人によって心の器の大きさは異なります。心の広い人もいれば狭い人もいます。ただ、いずれにしても心の大きさは無限に広がっているのではなく決まった大きさしかありません。
悪い彼氏と付き合っていた女性がいます。彼女に暴力を振るい、仕事もしないで彼女からお金をせびってばかりいるような男性です。やっとのことでこの男性と別れた彼女は、早くこの男のことを忘れて新しい恋愛をしようと思っています。ただ、新しい男性と出会うたびに、心のどこかで元彼のことを思い出してしまいます。新しく出会った男性と会っている間でも、どことか元彼と比較してしまいます。やっとのことでひどい元彼と別れたのに、心の中にはいつまでもこの元彼が居座っていて一向に忘れることができません。
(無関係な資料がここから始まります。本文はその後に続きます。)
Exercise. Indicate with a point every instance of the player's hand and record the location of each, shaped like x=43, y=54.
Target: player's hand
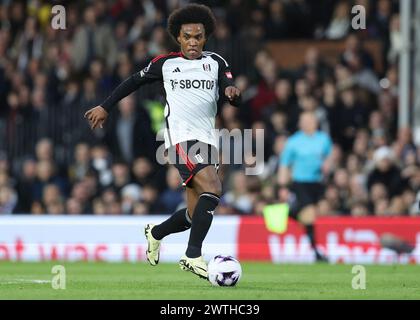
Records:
x=232, y=93
x=96, y=117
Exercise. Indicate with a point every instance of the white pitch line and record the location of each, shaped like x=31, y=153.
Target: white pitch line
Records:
x=20, y=281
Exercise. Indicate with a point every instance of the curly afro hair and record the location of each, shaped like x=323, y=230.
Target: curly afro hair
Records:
x=192, y=13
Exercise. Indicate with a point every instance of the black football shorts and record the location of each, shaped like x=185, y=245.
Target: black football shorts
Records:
x=191, y=156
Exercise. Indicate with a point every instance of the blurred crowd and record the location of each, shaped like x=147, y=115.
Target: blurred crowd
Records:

「いったいどうしたら私はこの元彼を忘れることができるのでしょうか」
そんな相談を私は何度も受けたことがあります。
もちろんその原因が霊的なものであるなら、それを祓ったりブロックすることが必要です。ただ、霊的な問題がまったくないケースでもこういった問題はたびたび発生します。
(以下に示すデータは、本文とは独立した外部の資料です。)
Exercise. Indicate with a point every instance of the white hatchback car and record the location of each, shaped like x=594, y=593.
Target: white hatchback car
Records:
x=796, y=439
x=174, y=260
私はまず「元彼のことを忘れようと思わないでください」と話します。「忘れようと思っている時間は、あなたの心は元彼とつながっているのです。それでも忘れようと思えば思うほど、心の底では『忘れられない』と唱えているのと同じなのです」と答えます。つまり、忘れようと思うこと自体が逆効果なのです。
そして、「あなたの好きなこと。興味のあることで、今までやってこなかったことを日常生活に取り入れてください」と伝えます。基本的に今までと違う未来を求めるなら、今までと違う行動を取らなければなりません。”良くなりたい”と思うだけで、今までと同じ行動を続ける先には、今までと同じ未来しか訪れません。
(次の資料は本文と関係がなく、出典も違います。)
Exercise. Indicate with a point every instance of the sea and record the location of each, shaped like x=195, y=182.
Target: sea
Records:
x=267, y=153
今までと同じ行動の中でも、自分の好きなことであれば、やっている自分も楽しいし没頭できます。もし、1時間でも没頭できれば、元彼のことを考える時間は1時間分減ることになります。その分、気持ちも1時間分軽くなります。そうやって元彼のことを考える時間を少しずつ減らしていくとともに、新しく取り入れた趣味の時間が、心の器の中から元彼の存在を押し出していきます。
そうやって元彼の存在が小さくなった時に、初めて意識は別の男性へ向かい始めます。そして新しい彼の存在が心の中で大きく膨らんだ時に、元彼の存在は心の領域から押し出されて霧散していきます。
このような手順を踏まずにただ、「忘れよう」と思い続けると何年、何十年経っても元彼は心の中にとどまり続け、そこから解放されることはありません。
心の大きさは有限です。ですから何かを変えようとするときには、今までの日常生活にない新しい時間を取り入れることで、忘れたいものを心から押し出すことができるのです。